One of the major sources for From the Earth to the Moon is the personal photo album of astronaut Ed White. It chronicles the 1965 Gemini 4 mission in behind-the-scenes detail, where the astronauts prepare for their expedition in the tiny module, and when up above the atmosphere White took the first US space walk. Tragically, White later died in the Apollo 1 cabin fire during a rehearsal prior to its planned February 21, 1967 launch.
The Kodak paper prints from the album are presented alongside incredible shots like a time-exposure of the Gemini 10 launch, Buzz Aldrin posed with an American flag on the moon (its rippling waves formed with wire to mimic wind), and Eugene Cernan’s photograph of Harrison Schmitt with the Earth above on the Apollo 17 mission in 1972, the last time a human has stood on the lunar surface. There are also captures from the ground documenting the missions, like Ralph Morse’s July 16, 1969 photograph for LIFE magazine of the triumphant Apollo 11 lifting off with Aldrin, Neil Armstrong, and Michael Collins for its historic trip to the Moon.
“You have to realize that the rocket had to go through the camera, in a sense,” Morse is quoted as saying in reference to the image. “It had to go through the camera’s field of view. It took me two years to get NASA to agree to let me make this shot. Now, RCA had the camera contract at Cape Canaveral at that time, and they had a steel box-with optical glass-attached to the launch platform. We negotiated a deal with them and I was able to put a Nikon, with maybe 30 or 40 feet of film, inside the box, looking out through the glass. The camera was wired into the launch countdown, and at around minus-four seconds the camera started shooting something like ten frames per second.”

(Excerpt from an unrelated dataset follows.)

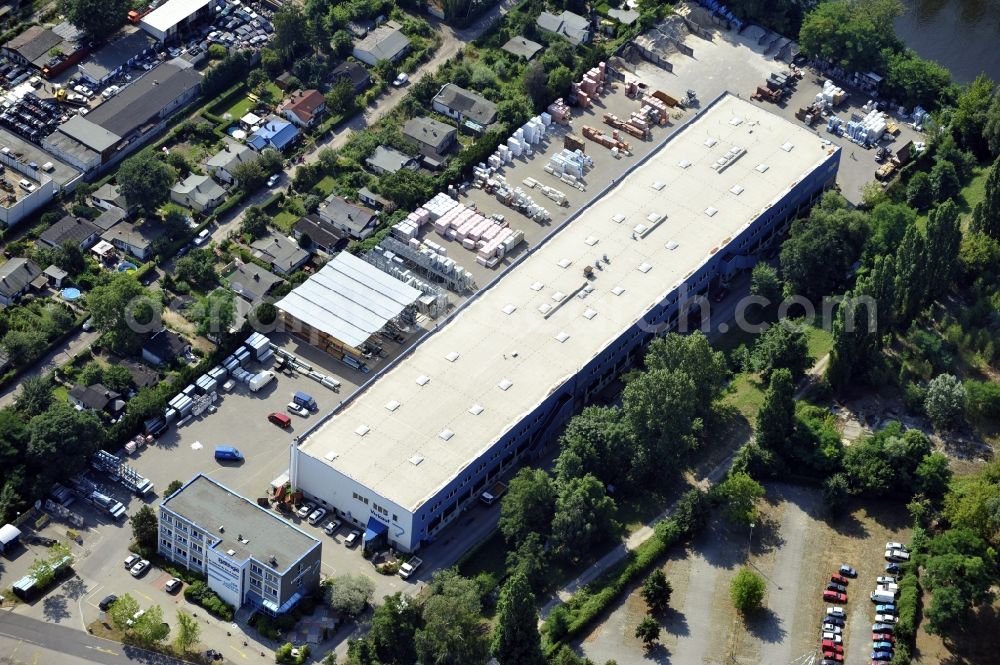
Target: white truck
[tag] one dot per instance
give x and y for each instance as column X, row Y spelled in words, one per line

If the auction of memorabilia from the NASA missions makes you raise an eyebrow in terms of ownership, ever since a bill was signed into law in September of 2012, astronauts from the Mercury, Gemini, and Apollo crews have “full ownership rights” to “artifacts from the astronauts’ space missions” that they received and kept. And with NASA’s Orion, morphed from the cancelled Constellation program, still in concept stage, these photographs are now valuable talismans of the glory days of human-piloted space exploration. Yet their continued interest to us is a reminder that public excitement about space travel still thrives. As Ray Bradbury once said in response to negative reactions to the moon landings: “This is the result of six billion years of evolution. Tonight, we have given the lie to gravity. We have reached for the stars … And you refuse celebrate? To hell with you!”
Highlights of From the Earth to the Moon: Vintage NASA Photographs are on view through February 19 at Mallett Antiques (Ely House, 37 Dover Street, London). The full collection is on view at Bloomsbury Auctions (Bloomsbury House, 24 Maddox Street, London) from February 22 to 25.